- Born: Timothy L. Dove
- Education: Jesuit College Preparatory School of Dallas (1975)
- Alma mater: Massachusetts Institute of Technology (BS) University of Chicago (MBA)
- Known for: Former CEO of Pioneer Natural Resources

= Timothy Dove =

Timothy L. Dove (born 1956/57) is the former chief executive officer of Pioneer Natural Resources.

==Early life and education==
In 1975, Dove graduated from the Jesuit College Preparatory School of Dallas, where he was the valedictorian.

In 1979, Dove received a bachelor's degree in mechanical engineering from Massachusetts Institute of Technology. In 1981, he received a Master of Business Administration from the University of Chicago.

==Career==
Early in his career, Dove worked for Diamond Shamrock and Maxus Energy. He then joined Parker & Parsley first as vice president of business development and then as senior vice president.

In 1997, Parker & Parsley merged with MESA Inc. to form Pioneer, which Dove joined as vice president of business development.

In May 2016, Scott D. Sheffield, the CEO and chairman of Pioneer, retired and was succeeded by Dove.

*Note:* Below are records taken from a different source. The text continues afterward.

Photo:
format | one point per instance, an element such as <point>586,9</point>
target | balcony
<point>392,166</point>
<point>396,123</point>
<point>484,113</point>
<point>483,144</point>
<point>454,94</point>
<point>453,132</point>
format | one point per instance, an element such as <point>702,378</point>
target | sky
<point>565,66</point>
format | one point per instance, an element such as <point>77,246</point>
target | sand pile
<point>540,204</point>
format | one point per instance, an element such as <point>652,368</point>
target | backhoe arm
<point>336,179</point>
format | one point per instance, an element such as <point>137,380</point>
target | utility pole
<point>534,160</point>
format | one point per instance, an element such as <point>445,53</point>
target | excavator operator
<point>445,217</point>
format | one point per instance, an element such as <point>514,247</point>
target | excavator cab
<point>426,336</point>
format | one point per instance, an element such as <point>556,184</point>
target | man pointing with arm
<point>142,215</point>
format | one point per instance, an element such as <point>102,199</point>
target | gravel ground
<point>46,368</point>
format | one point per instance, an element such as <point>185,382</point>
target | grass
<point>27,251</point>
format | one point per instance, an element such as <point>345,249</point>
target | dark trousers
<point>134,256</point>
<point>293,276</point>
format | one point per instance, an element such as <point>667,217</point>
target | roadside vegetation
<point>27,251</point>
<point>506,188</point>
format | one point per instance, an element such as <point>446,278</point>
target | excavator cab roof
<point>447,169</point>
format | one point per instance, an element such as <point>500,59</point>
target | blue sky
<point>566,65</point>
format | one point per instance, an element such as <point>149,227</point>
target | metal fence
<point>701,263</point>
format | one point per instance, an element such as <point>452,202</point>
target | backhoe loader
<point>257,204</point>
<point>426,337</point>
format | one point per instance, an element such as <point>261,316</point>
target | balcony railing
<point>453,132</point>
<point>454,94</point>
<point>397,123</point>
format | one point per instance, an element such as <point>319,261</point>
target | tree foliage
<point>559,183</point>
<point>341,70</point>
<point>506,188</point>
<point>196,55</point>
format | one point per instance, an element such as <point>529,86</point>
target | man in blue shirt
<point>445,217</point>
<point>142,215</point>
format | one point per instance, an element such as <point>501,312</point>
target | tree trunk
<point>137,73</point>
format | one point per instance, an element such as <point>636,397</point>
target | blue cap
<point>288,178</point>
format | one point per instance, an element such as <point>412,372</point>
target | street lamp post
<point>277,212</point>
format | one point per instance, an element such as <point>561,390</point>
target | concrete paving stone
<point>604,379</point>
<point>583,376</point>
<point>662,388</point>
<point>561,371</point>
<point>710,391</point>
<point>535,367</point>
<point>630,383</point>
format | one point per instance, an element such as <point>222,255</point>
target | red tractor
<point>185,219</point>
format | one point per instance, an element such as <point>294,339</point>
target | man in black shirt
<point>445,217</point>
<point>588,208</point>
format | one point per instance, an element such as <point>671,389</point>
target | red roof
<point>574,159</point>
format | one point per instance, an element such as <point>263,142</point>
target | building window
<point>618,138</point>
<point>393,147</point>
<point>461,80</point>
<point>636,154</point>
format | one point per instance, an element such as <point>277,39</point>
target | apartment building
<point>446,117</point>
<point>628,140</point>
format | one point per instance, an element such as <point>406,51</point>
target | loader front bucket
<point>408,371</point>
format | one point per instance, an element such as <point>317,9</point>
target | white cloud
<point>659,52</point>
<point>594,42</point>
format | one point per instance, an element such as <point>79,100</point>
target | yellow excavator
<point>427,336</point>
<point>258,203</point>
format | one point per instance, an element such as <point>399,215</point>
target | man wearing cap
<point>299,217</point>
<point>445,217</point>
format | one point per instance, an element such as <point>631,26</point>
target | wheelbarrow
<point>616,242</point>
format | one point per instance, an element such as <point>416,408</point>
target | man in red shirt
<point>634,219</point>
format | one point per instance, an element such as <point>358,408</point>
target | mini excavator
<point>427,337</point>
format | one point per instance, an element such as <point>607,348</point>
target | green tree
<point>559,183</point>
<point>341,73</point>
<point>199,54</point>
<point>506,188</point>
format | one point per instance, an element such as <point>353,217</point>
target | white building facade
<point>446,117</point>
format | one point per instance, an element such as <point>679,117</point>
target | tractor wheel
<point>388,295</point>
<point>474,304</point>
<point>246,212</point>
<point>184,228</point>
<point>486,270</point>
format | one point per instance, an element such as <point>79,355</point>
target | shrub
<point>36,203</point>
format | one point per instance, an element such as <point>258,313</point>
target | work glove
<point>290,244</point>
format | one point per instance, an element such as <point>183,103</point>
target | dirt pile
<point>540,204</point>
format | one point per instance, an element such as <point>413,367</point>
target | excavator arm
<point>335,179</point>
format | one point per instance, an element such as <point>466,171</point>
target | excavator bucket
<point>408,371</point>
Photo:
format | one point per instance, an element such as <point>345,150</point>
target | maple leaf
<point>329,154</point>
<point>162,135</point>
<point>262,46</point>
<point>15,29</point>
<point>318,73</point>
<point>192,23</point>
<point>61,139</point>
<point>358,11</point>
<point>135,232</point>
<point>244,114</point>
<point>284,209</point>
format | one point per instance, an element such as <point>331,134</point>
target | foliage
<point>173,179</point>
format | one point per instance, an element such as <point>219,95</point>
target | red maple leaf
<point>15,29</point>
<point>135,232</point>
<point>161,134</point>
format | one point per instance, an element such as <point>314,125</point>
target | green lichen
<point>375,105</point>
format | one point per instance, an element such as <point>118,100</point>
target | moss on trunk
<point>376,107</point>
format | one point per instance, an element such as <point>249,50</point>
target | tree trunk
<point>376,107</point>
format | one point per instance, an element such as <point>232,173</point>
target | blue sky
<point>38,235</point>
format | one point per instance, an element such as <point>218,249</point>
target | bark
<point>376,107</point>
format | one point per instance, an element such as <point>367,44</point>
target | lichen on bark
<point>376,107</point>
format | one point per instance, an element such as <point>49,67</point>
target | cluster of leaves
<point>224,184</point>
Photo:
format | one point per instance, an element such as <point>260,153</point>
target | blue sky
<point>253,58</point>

In February 2019, Dove retired.

==Personal life==
Dove serves on the board of trustees of the Jesuit Dallas Foundation and the MIT Corporate Development Committee. He has previous served on the Dream Dallas Advisory Council for Habitat for Humanity, as trustee for the KidLinks Foundation, as chairman for the Dallas Wildcat Committee, and as president of the Dallas Petroleum Club.

While in graduate school, Dove married Jenny Vilfordi. They have four children, including a son and 3 daughters, all of whom attended Catholic private school in Dallas.